İngiltere’de maske ve koruyucu giysi krizi aşılamıyor. Sağlık çalışanları zor durumda. Kamuoyunda hükümete karşı büyük bir tepki gelişti. Başlarda sürü bağışıklığını savunan Başbakan Johnson’un politikalarının ve tedbirsizliğin bu krize yol açtığı belirtiliyor. Türkiye’nin yardımları ise umut oldu.

Birleşik Krallık’ta sular bir türlü durulmuyor. Hasta sayısı 120 bin 67’yi, ölü sayısı 16 bin 60’ı bulan ülkede günlerdir maske ve koruyucu giysi krizi hüküm sürüyor. Hükümet sağlık çalışanlarına yayınladığı kılavuzla koruyucu giysinin bittiğini, son su geçirmez koruyucu giysilerini yıkayıp, arındırıp tekrar tekrar kullanmalarını, gerektiğinde plastik önlükle idare etmelerini söyledi.

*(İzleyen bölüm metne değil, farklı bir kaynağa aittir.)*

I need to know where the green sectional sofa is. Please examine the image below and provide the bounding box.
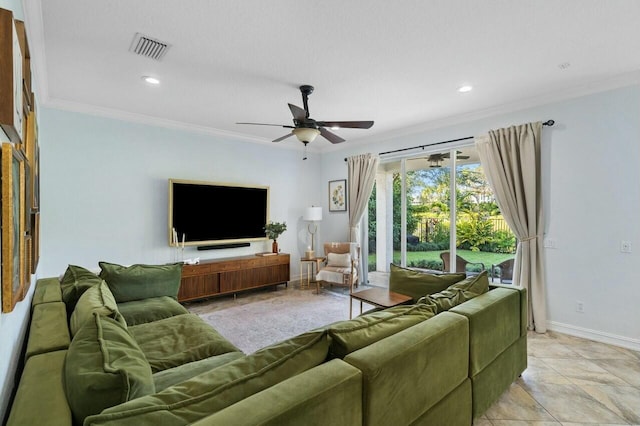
[7,262,527,426]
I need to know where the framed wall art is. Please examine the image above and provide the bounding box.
[1,142,26,312]
[329,179,347,212]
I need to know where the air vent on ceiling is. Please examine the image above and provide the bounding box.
[129,33,171,61]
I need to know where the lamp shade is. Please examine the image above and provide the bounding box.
[303,207,322,221]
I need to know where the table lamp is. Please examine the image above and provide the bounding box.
[302,206,322,259]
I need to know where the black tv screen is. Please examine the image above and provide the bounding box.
[169,179,269,246]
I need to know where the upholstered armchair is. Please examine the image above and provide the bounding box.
[316,242,360,293]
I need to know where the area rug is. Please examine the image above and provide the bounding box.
[187,286,350,354]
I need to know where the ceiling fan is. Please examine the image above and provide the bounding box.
[236,84,373,146]
[412,151,471,168]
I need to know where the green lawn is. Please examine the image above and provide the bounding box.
[369,250,515,269]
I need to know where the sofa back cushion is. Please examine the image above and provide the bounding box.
[418,271,489,314]
[69,281,127,336]
[450,287,527,377]
[31,277,62,307]
[60,265,102,315]
[344,312,471,426]
[389,263,467,303]
[98,262,182,303]
[85,330,329,426]
[64,312,155,424]
[118,296,189,327]
[128,314,240,373]
[327,305,435,358]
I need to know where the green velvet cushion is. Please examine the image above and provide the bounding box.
[389,263,467,303]
[25,302,71,359]
[98,262,182,303]
[85,330,329,426]
[2,350,72,426]
[327,305,435,358]
[60,265,102,315]
[31,278,62,306]
[69,281,127,336]
[128,314,240,373]
[64,313,155,424]
[118,296,189,326]
[193,359,364,426]
[344,312,470,426]
[418,271,489,313]
[450,288,526,378]
[153,352,246,392]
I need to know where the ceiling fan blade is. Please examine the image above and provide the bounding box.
[271,132,293,142]
[236,123,295,129]
[289,104,307,120]
[316,121,373,129]
[318,127,345,143]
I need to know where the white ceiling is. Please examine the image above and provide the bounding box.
[23,0,640,149]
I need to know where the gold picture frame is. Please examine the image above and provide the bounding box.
[0,142,27,312]
[329,179,347,212]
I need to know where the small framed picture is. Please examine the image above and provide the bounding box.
[329,179,347,212]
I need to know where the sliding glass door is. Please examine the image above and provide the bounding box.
[367,145,515,284]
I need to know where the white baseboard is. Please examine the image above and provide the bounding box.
[547,321,640,351]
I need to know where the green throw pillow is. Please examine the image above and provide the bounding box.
[86,330,329,426]
[418,271,489,313]
[327,304,435,358]
[389,263,467,303]
[60,265,102,315]
[69,281,127,336]
[64,313,155,424]
[98,262,182,303]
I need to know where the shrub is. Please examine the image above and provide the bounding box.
[407,259,442,271]
[457,214,494,251]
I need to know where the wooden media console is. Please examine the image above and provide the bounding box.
[178,253,290,302]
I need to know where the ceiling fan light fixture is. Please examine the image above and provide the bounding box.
[140,75,160,86]
[292,127,320,143]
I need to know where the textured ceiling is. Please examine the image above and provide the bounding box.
[24,0,640,149]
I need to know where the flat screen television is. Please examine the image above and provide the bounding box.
[169,179,269,246]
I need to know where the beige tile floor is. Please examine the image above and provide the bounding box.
[369,273,640,426]
[474,332,640,426]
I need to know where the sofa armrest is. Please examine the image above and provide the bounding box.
[7,350,73,426]
[194,359,362,426]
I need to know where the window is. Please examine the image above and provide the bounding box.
[367,145,516,281]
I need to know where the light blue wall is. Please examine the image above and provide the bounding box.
[0,0,28,421]
[38,108,320,276]
[321,85,640,350]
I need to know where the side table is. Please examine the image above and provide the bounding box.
[300,256,325,289]
[349,287,413,319]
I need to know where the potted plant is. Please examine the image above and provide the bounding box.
[264,222,287,253]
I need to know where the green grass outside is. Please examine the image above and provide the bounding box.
[369,250,515,269]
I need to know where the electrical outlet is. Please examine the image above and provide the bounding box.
[620,241,631,253]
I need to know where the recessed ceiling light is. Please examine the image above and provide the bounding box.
[142,75,160,85]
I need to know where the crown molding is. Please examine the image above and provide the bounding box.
[325,70,640,151]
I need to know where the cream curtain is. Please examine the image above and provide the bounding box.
[475,122,547,333]
[347,154,380,243]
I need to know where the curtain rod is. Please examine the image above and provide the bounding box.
[344,120,556,161]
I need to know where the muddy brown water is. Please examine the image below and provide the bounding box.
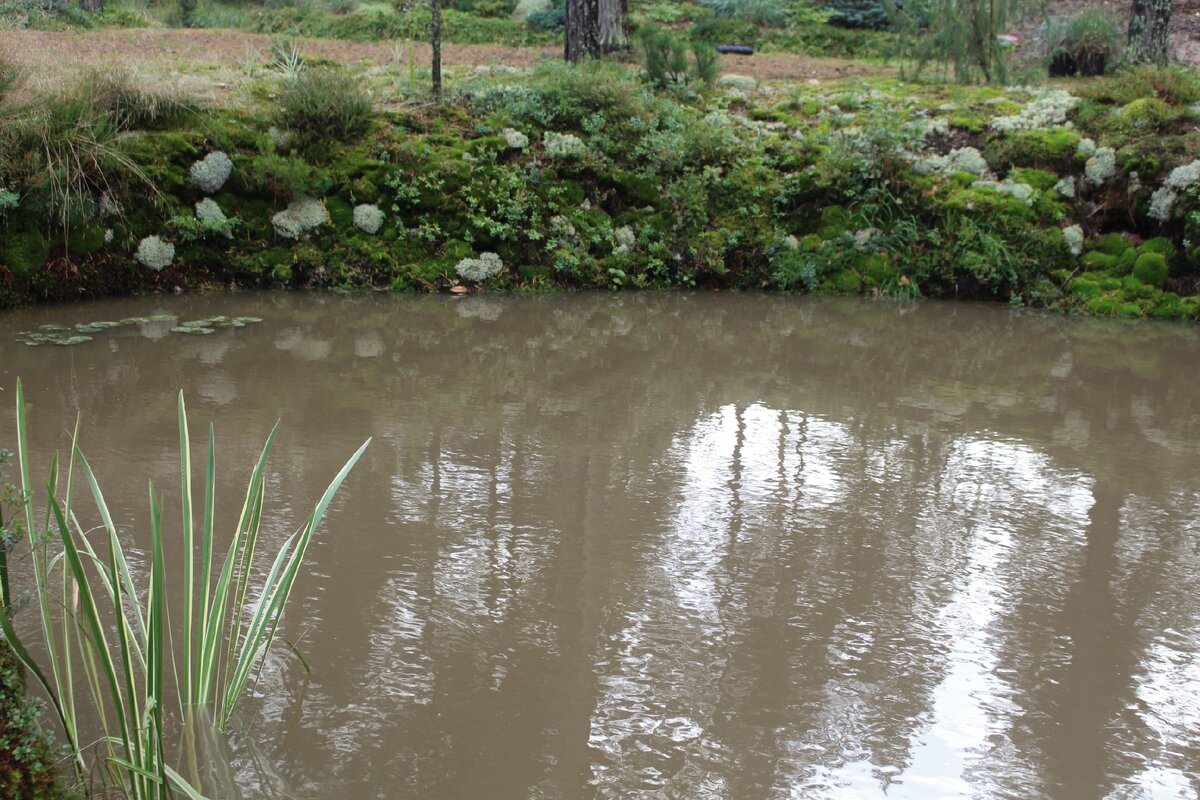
[0,294,1200,800]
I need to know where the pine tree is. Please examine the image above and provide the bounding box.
[1126,0,1171,66]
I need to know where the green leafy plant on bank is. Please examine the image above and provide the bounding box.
[0,380,370,800]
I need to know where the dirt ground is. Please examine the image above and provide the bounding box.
[0,29,888,87]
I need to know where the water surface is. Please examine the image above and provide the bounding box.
[0,294,1200,800]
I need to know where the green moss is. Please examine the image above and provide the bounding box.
[67,224,104,255]
[817,205,851,240]
[827,270,863,294]
[1141,236,1180,261]
[989,128,1080,167]
[1088,234,1133,255]
[950,173,979,188]
[607,169,662,206]
[467,136,509,158]
[0,230,50,281]
[854,253,892,287]
[1120,97,1187,130]
[1069,276,1100,297]
[946,188,1037,227]
[797,234,824,253]
[1008,167,1058,192]
[1133,253,1169,289]
[949,114,988,133]
[325,197,354,230]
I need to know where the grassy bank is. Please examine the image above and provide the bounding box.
[0,53,1200,319]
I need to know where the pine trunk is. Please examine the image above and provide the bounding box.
[1126,0,1171,66]
[563,0,600,64]
[596,0,629,53]
[430,0,442,100]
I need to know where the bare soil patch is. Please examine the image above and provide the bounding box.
[0,29,889,86]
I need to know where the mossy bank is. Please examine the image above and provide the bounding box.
[0,64,1200,319]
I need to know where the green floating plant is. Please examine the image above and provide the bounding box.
[17,314,263,347]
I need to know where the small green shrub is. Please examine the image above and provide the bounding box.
[275,67,372,143]
[245,137,334,200]
[1082,65,1200,106]
[640,28,718,88]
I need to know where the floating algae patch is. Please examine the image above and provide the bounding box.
[17,314,263,347]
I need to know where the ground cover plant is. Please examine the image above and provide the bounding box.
[0,48,1200,319]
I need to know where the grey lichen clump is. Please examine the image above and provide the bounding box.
[991,89,1079,133]
[1150,161,1200,222]
[612,225,637,255]
[191,150,233,194]
[541,131,588,160]
[455,253,504,283]
[133,236,175,272]
[1062,225,1084,255]
[196,197,233,239]
[271,197,329,239]
[500,128,529,150]
[1084,148,1117,186]
[354,203,384,234]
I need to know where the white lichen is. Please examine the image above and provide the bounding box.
[1084,148,1117,186]
[455,253,504,283]
[947,148,988,175]
[271,197,329,239]
[191,150,233,193]
[500,128,529,150]
[1150,160,1200,222]
[1062,225,1084,255]
[354,203,384,234]
[133,236,175,272]
[991,89,1079,133]
[541,131,588,161]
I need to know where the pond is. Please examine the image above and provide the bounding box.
[0,294,1200,800]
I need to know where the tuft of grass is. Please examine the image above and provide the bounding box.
[0,380,370,800]
[275,67,372,143]
[0,71,194,231]
[1080,65,1200,106]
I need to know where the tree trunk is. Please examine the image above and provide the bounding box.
[596,0,629,53]
[1126,0,1171,66]
[563,0,600,64]
[430,0,442,100]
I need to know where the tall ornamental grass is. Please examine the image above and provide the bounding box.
[0,380,371,800]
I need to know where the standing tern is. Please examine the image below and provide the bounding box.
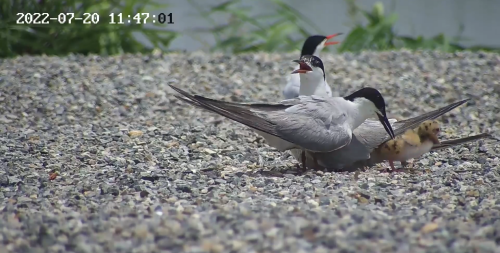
[169,84,394,169]
[290,55,467,169]
[283,33,342,99]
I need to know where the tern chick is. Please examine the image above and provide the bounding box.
[372,120,440,171]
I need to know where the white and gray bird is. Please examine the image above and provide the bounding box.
[290,55,476,169]
[283,33,342,99]
[300,99,471,170]
[169,85,394,169]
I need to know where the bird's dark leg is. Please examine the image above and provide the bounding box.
[302,150,306,170]
[311,153,321,169]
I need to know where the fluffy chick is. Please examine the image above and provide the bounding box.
[374,120,440,171]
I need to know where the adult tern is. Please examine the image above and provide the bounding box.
[169,84,394,169]
[283,33,342,99]
[298,99,469,170]
[290,55,482,169]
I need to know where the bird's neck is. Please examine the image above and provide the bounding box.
[299,74,326,96]
[348,98,374,129]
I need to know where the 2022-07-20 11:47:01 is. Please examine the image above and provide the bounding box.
[109,12,174,25]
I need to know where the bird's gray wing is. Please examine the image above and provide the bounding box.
[310,100,467,170]
[272,96,352,152]
[353,99,469,151]
[170,85,351,152]
[312,134,370,170]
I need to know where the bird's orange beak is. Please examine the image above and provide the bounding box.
[291,60,312,74]
[325,33,342,46]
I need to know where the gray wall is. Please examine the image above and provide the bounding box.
[146,0,500,51]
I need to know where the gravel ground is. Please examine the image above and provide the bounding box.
[0,51,500,252]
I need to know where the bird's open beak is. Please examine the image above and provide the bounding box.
[377,113,394,139]
[292,60,312,74]
[325,33,342,46]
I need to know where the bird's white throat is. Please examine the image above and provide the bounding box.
[299,71,327,96]
[347,97,377,129]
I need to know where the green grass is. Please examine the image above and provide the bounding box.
[0,0,500,58]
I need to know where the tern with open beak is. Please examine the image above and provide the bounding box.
[283,33,342,99]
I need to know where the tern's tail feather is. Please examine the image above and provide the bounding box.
[431,133,493,150]
[394,98,469,134]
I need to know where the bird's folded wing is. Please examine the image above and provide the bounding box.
[170,85,351,152]
[353,99,469,150]
[314,135,370,169]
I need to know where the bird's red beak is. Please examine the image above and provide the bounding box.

Bu bilgi hem sağlık çalışanlarında hem de halkta infial yarattı, sağlık çalışanlarının kendilerini böyle bir tehlikeye atmamaları sağlık dernekleri tarafından dile getirildi.

Basın, hükümetin ve başbakanın bugüne kadar olan icraatını tartışıyor. İngiliz Tabipler Birliği Danışma Komitesi Başkanı Rob Harwood, yaptığı açıklamada, "Bu kılavuz, bazı sağlık çalışanlarının hükümetin başarısızlığı nedeniyle kendilerini içinde bulmaya devam ettikleri korkunç durumun daha fazla kabulüdür" değerlendirmesinde bulundu.

HÜKÜMET BASININ HEDEFİNDE

The Times gazetesinin pazar günleri yayınlanan kardeşi The Sunday Times'ın verdiği "İngiltere'nin uykuda felakete yürüdüğü 38 gün" başlıklı haberde, ülke "tehlikeye yol açacak şekilde hazırlıksız" olmasına karşın salgınla mücadelede 5 haftayı boşa geçirdiğini yazdı. Başbakan Boris Johnson'ın, bu süreçte koronavirüsle ilgili yapılan ve Cobra adı verilen 5 acil durum kabine toplantısına katılma gereği bile duymadığı belirtildi.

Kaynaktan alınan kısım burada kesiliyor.